Two 2013 Best of State Award for Residential Interior Design winning designs, ABU House in NSW and Teneriffe Warehouse Apartment in QLD, show how old warehouse space can be converted into liveable homes.
ABU House, also known as the Surry Hills Warehouse project, is an old warehouse repurposed into a single residence, located in Sydney’s Surry Hills suburb. The design combines new interior and exterior architectural elements with the existing perimeter walls.
Two courtyards separate the altered main building and the new rear building and the floor plan was determined by the building’s function – a residence for an art collector, requiring controlled light access, airflow and climate.
Sydney-based studio Stephen Collins Interior Design created the award-winning project.

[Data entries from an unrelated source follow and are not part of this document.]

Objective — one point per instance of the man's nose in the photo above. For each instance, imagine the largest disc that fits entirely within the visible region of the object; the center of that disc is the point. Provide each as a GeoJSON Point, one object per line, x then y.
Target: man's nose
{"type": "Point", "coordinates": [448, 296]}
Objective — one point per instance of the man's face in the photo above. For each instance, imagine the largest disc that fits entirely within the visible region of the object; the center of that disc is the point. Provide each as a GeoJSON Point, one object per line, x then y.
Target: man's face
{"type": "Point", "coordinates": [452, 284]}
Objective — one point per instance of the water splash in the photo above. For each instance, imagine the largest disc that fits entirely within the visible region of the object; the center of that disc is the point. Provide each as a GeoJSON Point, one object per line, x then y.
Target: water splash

“Great adaptive re-use of a former commercial building. Beautifully detailed interiors set amongst a series of new terraced courtyards and framed views,” said juror Will Fung.
An open deck area, black staircase and magnolia tree define the interior design, creating a strong connection between the inside and the courtyards and allowing natural light and air to stream and flow in every space of the house.

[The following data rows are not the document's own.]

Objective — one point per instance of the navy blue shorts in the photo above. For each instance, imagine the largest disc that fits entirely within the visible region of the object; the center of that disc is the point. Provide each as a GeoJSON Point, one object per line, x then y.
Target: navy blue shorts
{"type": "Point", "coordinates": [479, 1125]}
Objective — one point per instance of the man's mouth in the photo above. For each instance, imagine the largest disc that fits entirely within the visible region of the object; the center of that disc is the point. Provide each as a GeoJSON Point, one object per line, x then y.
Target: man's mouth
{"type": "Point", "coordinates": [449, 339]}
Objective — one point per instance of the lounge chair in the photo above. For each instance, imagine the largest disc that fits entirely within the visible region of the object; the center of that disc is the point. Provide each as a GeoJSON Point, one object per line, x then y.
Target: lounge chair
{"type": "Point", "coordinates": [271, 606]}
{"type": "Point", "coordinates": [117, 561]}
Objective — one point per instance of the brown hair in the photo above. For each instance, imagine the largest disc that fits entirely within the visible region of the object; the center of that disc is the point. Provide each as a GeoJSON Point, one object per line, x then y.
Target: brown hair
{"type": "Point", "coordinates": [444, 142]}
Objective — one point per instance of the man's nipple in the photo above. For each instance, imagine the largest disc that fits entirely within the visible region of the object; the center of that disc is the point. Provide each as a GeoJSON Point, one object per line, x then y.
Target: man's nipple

Collins explained that the vivid colours used in the structural beams and main entrance door were chosen to complement the existing semi-industrial brick-walls building, creating an “alternative aesthetic to the typical home.”

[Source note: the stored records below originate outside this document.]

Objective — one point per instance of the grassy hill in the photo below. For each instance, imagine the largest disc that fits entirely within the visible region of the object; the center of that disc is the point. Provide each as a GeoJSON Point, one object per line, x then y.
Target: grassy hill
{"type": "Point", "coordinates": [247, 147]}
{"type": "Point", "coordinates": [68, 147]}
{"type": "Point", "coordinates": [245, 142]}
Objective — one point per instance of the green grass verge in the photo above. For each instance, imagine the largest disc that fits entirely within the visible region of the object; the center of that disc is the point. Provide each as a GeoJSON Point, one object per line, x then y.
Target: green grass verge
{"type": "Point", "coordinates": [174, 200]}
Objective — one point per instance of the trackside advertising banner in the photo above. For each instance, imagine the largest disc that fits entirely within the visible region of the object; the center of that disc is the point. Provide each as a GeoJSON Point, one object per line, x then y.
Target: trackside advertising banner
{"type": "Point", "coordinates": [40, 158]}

“This project mostly displays bold block colours. There are port wine walls at the rear to create a backdrop for the magnolia in the courtyard, bright orange blinds and steel beams, cerulean blue through to purple in the media room,” Collins said.
“Given steel, concrete, brick and timber are the predominant materials throughout, using strong colours with loads of texture was a simple fit.”
Similar concepts were applied in the Teneriffe Warehouse Apartment in QLD, designed by Wrightson Stewart Design Practice.
Located along the banks of the river in a heritage wool store, the main challenge of this apartment interior design project was to preserve the building’s rich architectural integrity.
Existing architectural elements such as solid oak flooring, exposed timber and steel trusses, a seven-metre high raked ceiling and original internal red brick perimeter walls provided the perfect envelope for the modern elements added during the refurbishment.
The open plan kitchen area features a glazed black brick splashback and dividing wall, challenging the conventional use of materials.
Ian Wrightson said the designers “had experimented with gloss faced bricks on a previous project and knew it was always something we wanted to explore further, but on a much larger scale. This project was our opportunity to do just that – allowing us a playful way to add layering to the existing raw brickwork.”
The jury described the project as a design that “captures the historical integrity of the wool store apartments in Brisbane. The unadorned, heightened and industrial space allowed for an honest interior that places focus on its strong and dynamic architectural features. The interior truly meets the client’s brief of a dream bachelor pad.”